Dagli Stati Uniti, dove si trova per un periodo di lavoro e riposo, il presidente del Napoli Aurelio De Laurentiis ha tracciato la rotta per il futuro del club, inviando un messaggio chiaro ai tifosi: la squadra resterà competitiva e lotterà ai massimi livelli. “A tutti i napoletani dico che la nostra squadra resterà dove merita, in alto”, ha dichiarato dalla sua residenza di Los Angeles.
Secondo il presidente, il Napoli che verrà sarà “forte, competitivo e attraente”. La base di partenza è considerata eccellente, con una rosa che De Laurentiis ha definito “alla quale non manca nulla” e che, senza i numerosi infortuni subiti, “avrebbe sicuramente lottato per lo scudetto fino alla fine”. Per la guida tecnica, le idee sono precise: al prossimo allenatore chiederà “grande personalità, umiltà ed entusiasmo”. Ha inoltre confermato che il rapporto con Antonio Conte è ottimo e “resterà intatto nel tempo”.
L’analisi di De Laurentiis si è poi allargata allo stato del calcio italiano ed europeo, messo a confronto con il modello americano. Ha evidenziato come il sistema europeo stia “collassando per i bilanci in crisi”, a differenza di leghe come la NBA, che dopo una profonda riflessione interna è ripartita valorizzando i propri club fino a cifre miliardarie. Per il presidente, il calcio deve essere concepito come “un’industria di sport e intrattenimento”, capace di generare ricavi e contenere i costi.
Il problema principale, secondo la sua visione, risiede nelle infrastrutture. “Per rendere il campionato più spettacolare dovremmo costruire nuovi stadi. Quelli che ci sono, sono troppo vecchi, obsoleti”, ha affermato, invocando un “aiuto economico dello stato, senza se e senza ma”. La soluzione proposta è drastica: “sburocratizzare” e abolire le norme che rallentano la costruzione di nuovi impianti, magari con la supervisione di un supercommissario.

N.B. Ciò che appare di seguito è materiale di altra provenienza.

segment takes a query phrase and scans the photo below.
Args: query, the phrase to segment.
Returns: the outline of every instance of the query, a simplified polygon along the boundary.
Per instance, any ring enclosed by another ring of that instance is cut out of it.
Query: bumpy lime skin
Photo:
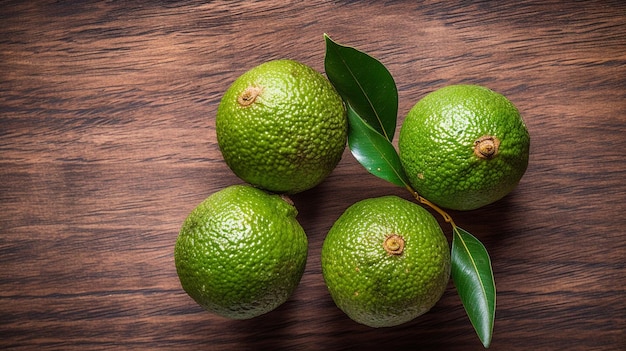
[[[389,235],[402,254],[385,250]],[[324,240],[322,274],[330,295],[352,320],[374,328],[406,323],[429,311],[450,279],[450,251],[437,220],[397,196],[359,201]]]
[[[241,106],[250,88],[259,93]],[[347,141],[345,106],[319,72],[293,60],[263,63],[224,94],[216,133],[230,169],[244,181],[277,193],[321,183],[341,160]]]
[[[489,135],[500,141],[492,159],[474,153]],[[517,108],[478,85],[449,85],[421,99],[402,123],[400,160],[411,186],[448,209],[474,210],[518,185],[529,160],[530,136]]]
[[[295,291],[307,259],[297,211],[278,195],[247,185],[218,191],[185,219],[174,248],[187,294],[210,312],[249,319]]]

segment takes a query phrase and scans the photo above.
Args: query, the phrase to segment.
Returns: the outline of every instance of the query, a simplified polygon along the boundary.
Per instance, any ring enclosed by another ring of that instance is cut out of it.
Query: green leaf
[[[400,157],[391,142],[354,111],[348,109],[348,146],[354,158],[371,174],[395,185],[407,187],[409,181],[404,173]]]
[[[452,280],[476,334],[485,348],[491,344],[496,314],[496,285],[485,246],[464,229],[454,227]]]
[[[375,58],[342,46],[324,34],[324,69],[346,104],[392,141],[398,118],[398,89],[387,68]]]

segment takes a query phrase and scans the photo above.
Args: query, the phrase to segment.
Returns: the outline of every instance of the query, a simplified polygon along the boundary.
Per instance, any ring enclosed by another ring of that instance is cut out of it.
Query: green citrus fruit
[[[450,279],[450,251],[437,220],[397,196],[359,201],[330,229],[322,274],[335,304],[371,327],[430,310]]]
[[[340,161],[348,122],[341,97],[319,72],[293,60],[263,63],[241,75],[217,110],[222,155],[244,181],[297,193]]]
[[[284,303],[304,272],[307,238],[295,207],[249,185],[220,190],[185,219],[174,259],[183,289],[205,309],[248,319]]]
[[[453,210],[472,210],[511,192],[528,166],[530,137],[517,108],[477,85],[451,85],[421,99],[398,140],[413,188]]]

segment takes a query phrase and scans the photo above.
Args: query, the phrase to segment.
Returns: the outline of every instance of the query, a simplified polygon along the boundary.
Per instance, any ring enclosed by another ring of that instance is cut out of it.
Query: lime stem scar
[[[244,107],[250,106],[254,103],[254,100],[256,100],[257,96],[261,95],[261,91],[263,91],[263,88],[251,85],[247,87],[246,90],[244,90],[241,94],[239,94],[239,96],[237,97],[237,102],[239,103],[239,105]]]
[[[474,154],[480,158],[492,159],[498,154],[500,139],[483,135],[474,142]]]
[[[402,255],[402,251],[404,251],[404,239],[400,235],[391,234],[385,239],[383,247],[390,255]]]

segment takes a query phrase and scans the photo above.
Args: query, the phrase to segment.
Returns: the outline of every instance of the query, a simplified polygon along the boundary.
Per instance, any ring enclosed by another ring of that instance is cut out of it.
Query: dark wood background
[[[222,93],[271,59],[323,71],[323,33],[389,68],[398,125],[454,83],[522,111],[532,147],[518,188],[452,212],[491,254],[491,349],[624,350],[622,1],[0,1],[0,348],[482,349],[452,283],[395,328],[334,306],[319,259],[333,221],[364,198],[410,198],[348,150],[293,197],[310,250],[286,304],[230,321],[180,287],[182,221],[241,183],[216,144]]]

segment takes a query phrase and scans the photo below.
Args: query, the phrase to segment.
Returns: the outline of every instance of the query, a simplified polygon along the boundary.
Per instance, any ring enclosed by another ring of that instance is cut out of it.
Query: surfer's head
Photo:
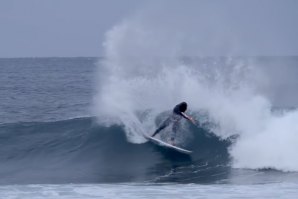
[[[181,102],[180,106],[179,106],[179,109],[180,109],[181,112],[185,112],[186,109],[187,109],[187,103],[186,102]]]

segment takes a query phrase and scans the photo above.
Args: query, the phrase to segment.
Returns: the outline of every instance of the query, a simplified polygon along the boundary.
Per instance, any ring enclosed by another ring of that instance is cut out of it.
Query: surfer
[[[188,116],[185,114],[185,111],[187,110],[187,103],[186,102],[181,102],[180,104],[177,104],[174,109],[173,113],[168,117],[160,126],[155,130],[153,133],[152,137],[157,135],[161,130],[169,126],[170,124],[173,124],[172,126],[172,131],[174,135],[176,134],[177,128],[179,126],[179,121],[181,118],[185,118],[188,121],[192,122],[195,124],[195,121],[192,117]],[[171,137],[171,141],[174,143],[174,136]]]

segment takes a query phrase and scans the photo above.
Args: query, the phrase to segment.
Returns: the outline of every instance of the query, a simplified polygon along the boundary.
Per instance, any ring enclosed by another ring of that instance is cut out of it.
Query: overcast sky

Tra le riforme necessarie, De Laurentiis ha ribadito la sua proposta di ridurre la Serie A a 16 squadre. Una mossa che diminuirebbe il numero totale di partite da 380 a 240, liberando tempo prezioso per la preparazione della Nazionale. Ha inoltre rivelato di aver ricevuto, dal 2017 a oggi, “svariati interessamenti per il Napoli” e di aver “rifiutato alcuni miliardi”, a testimonianza della volontà di non cedere il club ma di potenziarlo.
La sua missione per i prossimi anni è stata definita con nettezza. “Dovrò dedicare i prossimi anni a risolvere due problemi importanti: stadio di proprietà e centro sportivo”, ha concluso il presidente, indicando le due priorità assolute che lo impegneranno nel prossimo futuro per garantire al Napoli una crescita solida e duratura.